All Afghan evacuees go through a Department of Homeland Security vetting process before being admitted, including a health screening and vaccination against COVID-19, WCVB reported. Along with the 900-1,100 evacuees to be rehomed in Massachusetts, another 760 will be divided among Maine, Vermont, New Hampshire, Rhode Island, and Connecticut.

“Massachusetts is pleased to welcome the first family of Afghan evacuees to the Commonwealth, and looks forward to working with the federal government and local nonprofits who serve these populations as additional evacuees arrive in the coming weeks and months,” a state spokesperson wrote in a statement to WCVB.

Many of the Afghan evacuees don’t qualify for refugee status and are considered humanitarian parolees, according to the Globe, which means they don’t qualify for refugee benefits. State officials are working to address this, and are considering legislation to extend MassHealth coverage to evacuees and fund financial assistance and services. 

Maxine Stein, president and CEO of Jewish Family Service, is coordinating volunteers to help Afghans resettle in Western Massachusetts. Her biggest concern is finding housing for people, so her organization is looking for apartments, AirBnbs, in-law apartments, and any other accommodations to home families for weeks or months, MassLive reported. 

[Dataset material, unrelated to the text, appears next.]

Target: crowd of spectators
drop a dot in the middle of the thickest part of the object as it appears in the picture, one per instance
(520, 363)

She’s set up a wishlist of items like pillows and kitchen utensils to help set up households, and Jewish Family Services of MetroWest has a form available for anyone who can offer accommodation. 

“The response from the community has been very beautiful and overwhelmingly kind,” Stein told MassLive. “It’s an incredibly beautiful response we are seeing from the community at large. I think it is a reflection of the responsibility we feel as Americans.”

Meg Gallo, with the Refugee and Immigrant Assistance Center in Boston, told the Globe it’s been a huge undertaking, but the community has shown up to help.

“The people of Massachusetts have been absolutely phenomenal; there has been an outpouring of support,” she said.

The father of the second family to arrive, whose names are being withheld, worked for the United States while in Afghanistan, and said he was afraid as he watched the Taliban take more and more of his country.

“It was very scary for me and my family,” he said. “I’m so grateful to the people that helped me get out of there with my family. I’m so happy. And I’m thankful to the people that are welcoming us here.”